Structural advantages of subgraphs: Subgraphs preserve the connectivity structures among entities via the PCST algorithm, providing LLMs with richer reasoning contexts, which explains their superior performance on complex queries.

Limitations & Future Work¶

Single knowledge source: Using only DBpedia as the knowledge source leaves generalization to domain-specific KGs (e.g., biomedical KGs) unverified.
Static KG assumption: The application of this framework is constrained in scenarios requiring real-time knowledge, as it does not account for dynamically updated knowledge graphs.
Lack of training-level integration: All methods focus on in-context inference-time augmentation (prompting KG info) without exploring knowledge fusion during model training or fine-tuning.
Unanalyzed retrieval overhead: The study lacks comparisons regarding the computational costs and latencies of triplets, paths, and subgraph retrieval methods, leaving efficiency-effectiveness tradeoffs in practical deployment unclear.
LLM-dependent evaluation: Both G-Eval and SAFE rely on LLMs as evaluators, introducing potential circular dependency risks despite verification through human alignment.
Extensibility to multimodal KGs: Future work can extend the framework to knowledge graphs containing multimodal information such as images and tables.

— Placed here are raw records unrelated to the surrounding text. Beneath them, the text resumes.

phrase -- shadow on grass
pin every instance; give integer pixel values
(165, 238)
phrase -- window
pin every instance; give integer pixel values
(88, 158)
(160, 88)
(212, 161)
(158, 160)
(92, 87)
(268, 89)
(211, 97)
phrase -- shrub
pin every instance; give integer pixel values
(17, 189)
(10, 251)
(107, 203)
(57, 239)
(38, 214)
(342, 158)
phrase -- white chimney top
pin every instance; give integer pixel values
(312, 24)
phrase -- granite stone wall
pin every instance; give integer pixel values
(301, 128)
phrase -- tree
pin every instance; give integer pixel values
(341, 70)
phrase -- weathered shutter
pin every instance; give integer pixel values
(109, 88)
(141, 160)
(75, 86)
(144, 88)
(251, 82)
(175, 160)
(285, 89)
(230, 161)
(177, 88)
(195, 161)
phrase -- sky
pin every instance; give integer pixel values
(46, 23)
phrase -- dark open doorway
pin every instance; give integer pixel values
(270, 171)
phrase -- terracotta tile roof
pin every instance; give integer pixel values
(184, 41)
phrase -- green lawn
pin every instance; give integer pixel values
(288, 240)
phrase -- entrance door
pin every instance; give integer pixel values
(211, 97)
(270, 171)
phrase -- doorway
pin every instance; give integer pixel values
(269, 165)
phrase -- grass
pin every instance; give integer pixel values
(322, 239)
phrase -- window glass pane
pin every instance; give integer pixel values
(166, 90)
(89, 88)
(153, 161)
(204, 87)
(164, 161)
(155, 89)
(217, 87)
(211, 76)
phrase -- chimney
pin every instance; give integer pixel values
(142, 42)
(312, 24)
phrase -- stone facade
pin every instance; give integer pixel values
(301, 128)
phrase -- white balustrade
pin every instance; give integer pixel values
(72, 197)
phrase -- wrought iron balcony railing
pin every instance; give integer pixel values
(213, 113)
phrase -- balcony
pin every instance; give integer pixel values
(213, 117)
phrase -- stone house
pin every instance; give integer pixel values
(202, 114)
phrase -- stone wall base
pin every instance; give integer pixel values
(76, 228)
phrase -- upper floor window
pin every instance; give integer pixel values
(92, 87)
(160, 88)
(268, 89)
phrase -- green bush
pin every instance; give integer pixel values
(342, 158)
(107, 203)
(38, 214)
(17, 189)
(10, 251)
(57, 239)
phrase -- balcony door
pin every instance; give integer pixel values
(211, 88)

G-Retriever (He et al., 2024): The basis of the subgraph retrieval method used in this paper, which applies the PCST algorithm to graph-text QA, although the original work did not focus on evaluating hallucinations.
FActScore (Min et al., 2023) and SAFE (Wei et al., 2024): Two complementary hallucination metrics, with the former based on knowledge-base verification and the latter on search-engine verification.
IRCoT (Trivedi et al., 2022): An interleaved retrieval-reasoning method based on Wikipedia paragraphs. This paper proves that structured KG retrieval outperforms such unstructured RAG systems.
GraphRAG (Edge et al., 2024): A local-to-global Graph RAG method, similar in concept to this framework but focusing on text-centric graphs rather than KGs.
Insight: The fundamental difference between KG augmentation and traditional RAG lies in the utilization of structured relations. Future work could explore encoding KG structures into reasoning chains comprehensible to LLMs, rather than merely injecting them as textual prompts.

Rating¶

Novelty: ⭐⭐⭐ — The algorithmic innovation is relatively limited (mostly benchmark construction and systematic comparison of existing methods), but the open-ended perspective and perturbation evaluations are valuable contributions.
Technical Depth: ⭐⭐⭐ — The framework is clearly formalized and the retrieval methods are comprehensively covered, but it lacks theoretical analysis and novel algorithm design.
Experimental Thoroughness: ⭐⭐⭐⭐⭐ — Highly comprehensive experiments with 5 LLMs × multiple retrieval strategies × various query types × 4 perturbation methods × multi-level perturbation granularities.
Value: ⭐⭐⭐⭐ — The OKGQA benchmark and key insights, such as the 50% perturbation threshold, provide direct guidance for designing practical KG-LLM integrated systems.